The “Basic Law on Health in the USSR and Soviet Republics,” also known as the Semashko model, provided the framework for each Soviet republic and was characterized by almost complete public ownership of healthcare services. Planning, organization, control and allocation of nearly all resources were undertaken in Moscow, while few responsibilities were delegated to the Georgian health authorities. Healthcare was meant to be free at the point of delivery, but illegal out-of-pocket payments to health professionals were also common. Hospitals dominated the delivery system, with high bed numbers and very large numbers of medical personnel.
The Soviet system did not encourage economic diversification, leaving Georgia vulnerable after independence in 1991. After the collapse of the Soviet Union, Georgia’s population decreased by nearly a fifth, the economy rapidly moved from a communist regime to a market system, and government corruption and civil wars tore the nation apart.

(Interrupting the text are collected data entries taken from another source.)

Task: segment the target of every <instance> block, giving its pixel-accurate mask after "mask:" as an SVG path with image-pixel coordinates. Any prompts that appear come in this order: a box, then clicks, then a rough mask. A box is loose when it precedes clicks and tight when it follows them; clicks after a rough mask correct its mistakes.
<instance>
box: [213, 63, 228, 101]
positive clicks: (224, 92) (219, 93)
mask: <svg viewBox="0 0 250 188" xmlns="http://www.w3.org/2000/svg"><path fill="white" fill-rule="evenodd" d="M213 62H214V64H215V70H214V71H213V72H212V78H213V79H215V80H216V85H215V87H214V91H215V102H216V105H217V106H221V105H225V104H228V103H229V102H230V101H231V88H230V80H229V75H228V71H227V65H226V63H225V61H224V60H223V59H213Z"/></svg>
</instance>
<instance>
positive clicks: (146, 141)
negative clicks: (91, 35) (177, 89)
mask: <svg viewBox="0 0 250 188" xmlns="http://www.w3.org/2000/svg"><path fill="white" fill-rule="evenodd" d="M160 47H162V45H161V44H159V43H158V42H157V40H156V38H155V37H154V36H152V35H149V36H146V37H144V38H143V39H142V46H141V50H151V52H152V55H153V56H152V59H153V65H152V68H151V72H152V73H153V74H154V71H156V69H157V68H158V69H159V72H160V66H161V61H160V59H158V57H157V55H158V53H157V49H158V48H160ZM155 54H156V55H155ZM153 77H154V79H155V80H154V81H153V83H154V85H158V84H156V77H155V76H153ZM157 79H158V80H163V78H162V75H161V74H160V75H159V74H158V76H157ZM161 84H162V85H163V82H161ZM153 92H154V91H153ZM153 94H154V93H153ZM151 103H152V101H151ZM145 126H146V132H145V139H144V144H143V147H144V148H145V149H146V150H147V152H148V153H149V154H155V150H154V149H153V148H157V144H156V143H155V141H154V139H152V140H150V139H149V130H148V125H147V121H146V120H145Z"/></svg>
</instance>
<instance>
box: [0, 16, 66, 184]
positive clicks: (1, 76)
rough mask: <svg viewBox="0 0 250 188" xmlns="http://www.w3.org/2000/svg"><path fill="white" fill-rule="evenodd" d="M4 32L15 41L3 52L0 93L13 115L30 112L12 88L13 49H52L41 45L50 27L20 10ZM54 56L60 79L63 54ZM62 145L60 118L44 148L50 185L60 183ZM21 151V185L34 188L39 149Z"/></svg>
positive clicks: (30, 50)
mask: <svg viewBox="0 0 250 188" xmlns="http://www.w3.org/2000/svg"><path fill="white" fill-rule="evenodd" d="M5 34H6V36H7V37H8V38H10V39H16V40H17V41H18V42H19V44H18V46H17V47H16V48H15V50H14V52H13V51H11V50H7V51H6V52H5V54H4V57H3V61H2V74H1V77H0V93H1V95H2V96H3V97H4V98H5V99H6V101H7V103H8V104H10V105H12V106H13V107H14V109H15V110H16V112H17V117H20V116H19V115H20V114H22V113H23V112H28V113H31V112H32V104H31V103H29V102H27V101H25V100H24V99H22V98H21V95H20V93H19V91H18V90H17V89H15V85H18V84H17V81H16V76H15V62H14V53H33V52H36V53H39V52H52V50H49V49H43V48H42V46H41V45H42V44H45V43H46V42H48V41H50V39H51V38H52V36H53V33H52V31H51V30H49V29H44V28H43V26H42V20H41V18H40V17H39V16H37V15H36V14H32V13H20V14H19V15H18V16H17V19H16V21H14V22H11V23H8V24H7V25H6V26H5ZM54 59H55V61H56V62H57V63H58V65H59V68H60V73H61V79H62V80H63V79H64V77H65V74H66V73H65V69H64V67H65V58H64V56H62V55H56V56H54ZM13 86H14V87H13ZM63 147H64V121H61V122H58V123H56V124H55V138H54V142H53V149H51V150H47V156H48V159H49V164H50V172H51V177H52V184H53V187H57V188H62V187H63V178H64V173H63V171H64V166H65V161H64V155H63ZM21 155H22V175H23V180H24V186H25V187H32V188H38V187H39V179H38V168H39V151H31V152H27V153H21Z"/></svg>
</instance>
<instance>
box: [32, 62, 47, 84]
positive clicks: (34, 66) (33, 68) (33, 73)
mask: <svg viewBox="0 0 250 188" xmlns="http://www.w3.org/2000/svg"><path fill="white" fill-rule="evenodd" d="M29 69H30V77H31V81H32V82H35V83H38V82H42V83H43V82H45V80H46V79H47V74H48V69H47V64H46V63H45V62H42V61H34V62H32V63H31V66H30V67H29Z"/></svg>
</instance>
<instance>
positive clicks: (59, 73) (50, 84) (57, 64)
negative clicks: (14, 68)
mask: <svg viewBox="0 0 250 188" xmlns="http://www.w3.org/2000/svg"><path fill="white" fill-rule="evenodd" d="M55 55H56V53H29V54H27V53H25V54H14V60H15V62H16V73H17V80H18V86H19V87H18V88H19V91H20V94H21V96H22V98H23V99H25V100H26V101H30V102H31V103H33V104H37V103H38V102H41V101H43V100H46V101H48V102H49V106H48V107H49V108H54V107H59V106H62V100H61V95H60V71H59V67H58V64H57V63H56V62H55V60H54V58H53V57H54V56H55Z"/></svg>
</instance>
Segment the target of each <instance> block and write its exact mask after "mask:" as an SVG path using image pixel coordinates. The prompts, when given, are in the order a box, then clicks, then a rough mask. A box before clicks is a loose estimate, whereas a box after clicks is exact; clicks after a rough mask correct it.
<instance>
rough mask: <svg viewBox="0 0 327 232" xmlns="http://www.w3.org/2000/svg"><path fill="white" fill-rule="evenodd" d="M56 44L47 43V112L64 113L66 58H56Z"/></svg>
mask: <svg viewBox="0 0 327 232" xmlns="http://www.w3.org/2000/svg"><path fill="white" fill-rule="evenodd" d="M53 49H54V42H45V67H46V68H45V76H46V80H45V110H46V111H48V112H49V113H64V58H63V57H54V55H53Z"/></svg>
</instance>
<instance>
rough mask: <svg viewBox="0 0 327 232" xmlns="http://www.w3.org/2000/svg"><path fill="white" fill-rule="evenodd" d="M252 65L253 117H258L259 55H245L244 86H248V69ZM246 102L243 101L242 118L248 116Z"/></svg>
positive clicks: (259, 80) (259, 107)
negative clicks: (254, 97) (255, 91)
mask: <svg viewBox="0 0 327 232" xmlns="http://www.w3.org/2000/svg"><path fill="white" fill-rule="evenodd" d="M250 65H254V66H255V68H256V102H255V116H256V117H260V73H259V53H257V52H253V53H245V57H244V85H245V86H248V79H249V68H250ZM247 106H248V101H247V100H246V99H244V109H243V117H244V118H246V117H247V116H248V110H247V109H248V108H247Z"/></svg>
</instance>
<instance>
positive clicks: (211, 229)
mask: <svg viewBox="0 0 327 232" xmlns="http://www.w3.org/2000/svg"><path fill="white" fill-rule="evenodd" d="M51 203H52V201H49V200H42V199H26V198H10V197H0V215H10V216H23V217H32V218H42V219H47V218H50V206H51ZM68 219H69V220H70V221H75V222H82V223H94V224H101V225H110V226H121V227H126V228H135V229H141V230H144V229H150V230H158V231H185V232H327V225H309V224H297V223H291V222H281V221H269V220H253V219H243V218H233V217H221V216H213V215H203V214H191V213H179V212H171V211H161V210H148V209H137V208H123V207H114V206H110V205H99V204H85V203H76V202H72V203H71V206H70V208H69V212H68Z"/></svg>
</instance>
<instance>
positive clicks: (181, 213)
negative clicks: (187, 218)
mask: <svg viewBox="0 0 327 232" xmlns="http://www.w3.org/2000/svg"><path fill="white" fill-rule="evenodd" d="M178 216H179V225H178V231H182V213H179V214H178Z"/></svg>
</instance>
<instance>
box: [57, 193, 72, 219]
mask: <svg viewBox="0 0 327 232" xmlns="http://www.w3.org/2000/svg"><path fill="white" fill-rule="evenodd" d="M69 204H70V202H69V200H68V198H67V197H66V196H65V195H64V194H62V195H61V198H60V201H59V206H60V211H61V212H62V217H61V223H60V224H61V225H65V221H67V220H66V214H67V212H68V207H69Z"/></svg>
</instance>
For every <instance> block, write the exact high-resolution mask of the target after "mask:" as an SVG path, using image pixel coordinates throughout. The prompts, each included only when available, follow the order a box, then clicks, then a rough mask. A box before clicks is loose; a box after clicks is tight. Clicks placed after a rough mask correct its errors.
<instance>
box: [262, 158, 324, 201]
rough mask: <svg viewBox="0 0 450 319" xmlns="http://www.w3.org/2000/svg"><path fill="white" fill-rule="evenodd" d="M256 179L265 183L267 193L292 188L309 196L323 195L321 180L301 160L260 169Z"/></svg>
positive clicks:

Real per capita public expenditures on healthcare rapidly declined from around US $13.00 in 1990 to less than $1.00 in 1994. The physical condition of facilities severely deteriorated, as did medical technology and equipment. That is why, since independence in 1991, the nation has had to reestablish itself and reform many of its governmental structures, including its health care system. Georgia has made a significant effort to adapt health policy and the health system to the new environment. Mandatory social health insurance was introduced after independence, but was abolished after the 2003-2004 Rose Revolution, which brought about fundamental change in the role of government in providing, financing, and managing public services like healthcare. Now, healthcare and health insurance are privatized.